Installation and usage
Download the project’s .zip file from GitHub or clone the repository. Open the project in the terminal and run the npm install command to install all project’s dependencies.
Development
Run the command npm run start to start the server and open http://localhost:8080 in browser. The site will reload automatically when changes in the source files are saved.
Production
Run the command npm run build to generate production files. The dist/ folder containing the files will be created.
Editing the template
Changing the color
By default Leeneon comes in purple, but you also have a choice between five others colors available in the project.
To change the color open the file src/index.js and find the line that imports the .scss color file:
import"./scss/purple.scss";
Change purple.scss for one of the options below:
blue.scss
orange.scss
pink.scss
green.scss
red.scss
Finally, save the file.
Changing the language
By default Leeneon uses the English language. To change it you should edit the value of the lang attribute in the opening <html> tag of the index.html, fullscreen.html and 404.html files.
See the example below of how to switch from English to Brazilian Portuguese language
First the English language:
<htmllang="en">
Now the changing to Brazilian Portuguese language:
<htmllang="pt-br">
Changing the direction of the content (rtl)
One of Leeneon’s goals is to be a portfolio template that can be used by anyone regardless of their language. Because there are some cultures in the world that have a right-to-left writing order, Leeneon was developed to support this as well.
The left-to-right writing order is the default in Leeneon. To change it you should open the src/index.js file and go to the line that import the main css file.

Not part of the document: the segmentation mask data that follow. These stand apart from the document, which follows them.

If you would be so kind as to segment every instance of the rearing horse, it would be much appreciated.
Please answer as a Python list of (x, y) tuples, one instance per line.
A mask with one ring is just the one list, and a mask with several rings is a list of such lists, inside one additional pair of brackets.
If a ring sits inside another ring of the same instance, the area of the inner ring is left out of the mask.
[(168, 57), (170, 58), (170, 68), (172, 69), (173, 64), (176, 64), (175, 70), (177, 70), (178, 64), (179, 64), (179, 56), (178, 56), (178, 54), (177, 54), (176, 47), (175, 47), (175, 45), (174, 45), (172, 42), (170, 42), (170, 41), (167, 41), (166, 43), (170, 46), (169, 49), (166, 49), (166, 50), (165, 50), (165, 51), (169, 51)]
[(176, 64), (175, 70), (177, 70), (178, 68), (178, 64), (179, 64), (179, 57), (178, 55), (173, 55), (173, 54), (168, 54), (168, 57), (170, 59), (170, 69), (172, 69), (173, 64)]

import"./scss/main.ltr.scss";
Change main.ltr.scss to main.rtl.scss:
import"./scss/main.rtl.scss";
Save the file.
Creating your own styles
Leeneon is an open source template, so nothing prevents you from editing the files anyway you want. However, to avoid conflicts with the styles defined in the existing .scss files, utilize the custom.scss file to create your own styles. It is located in the src/scss/ folder.
leeneon/
|-- src/
|---- scss/
|------ custom.scss
Contributions
Leeneon is an open source project that aims to be increasingly accessible, but for that your contribution is essential.
When using the template and identifying bugs or improvements, please create an issue in the GitHub repository.
License
Leeneon was born with the initial purpose of being sold on the internet. The goal was to create a template that had accessibility as its main differential.
Throughout the process, I had a hard time finding other accessible open source websites that I could learn from.
When I finished the first version, I realized that I had developed the project that I would have liked to have had access to during my own product development.
That’s when I decided that Leeneon would be more useful to people as an open source project rather than being sold.
If this project is in any way useful for the growth of accessibility on the web, I will be very happy to have made my contribution to this issue that impacts the lives of millions of people.
You can use Leeneon to publish either personal or commercial websites, just remember to keep the credit that are at the bottom of the index.html and fullscreen.html files.
Isotope plugin
Isotope is one of the javascript plugins used by Leeneon. Although Isotope has a free license for personal and open source projects, it also has a specific license for commercial projects. Therefore, read carefully about the license of Isotope for commercial purposes before publishing your project. Proper use of Isotope is your responsibility.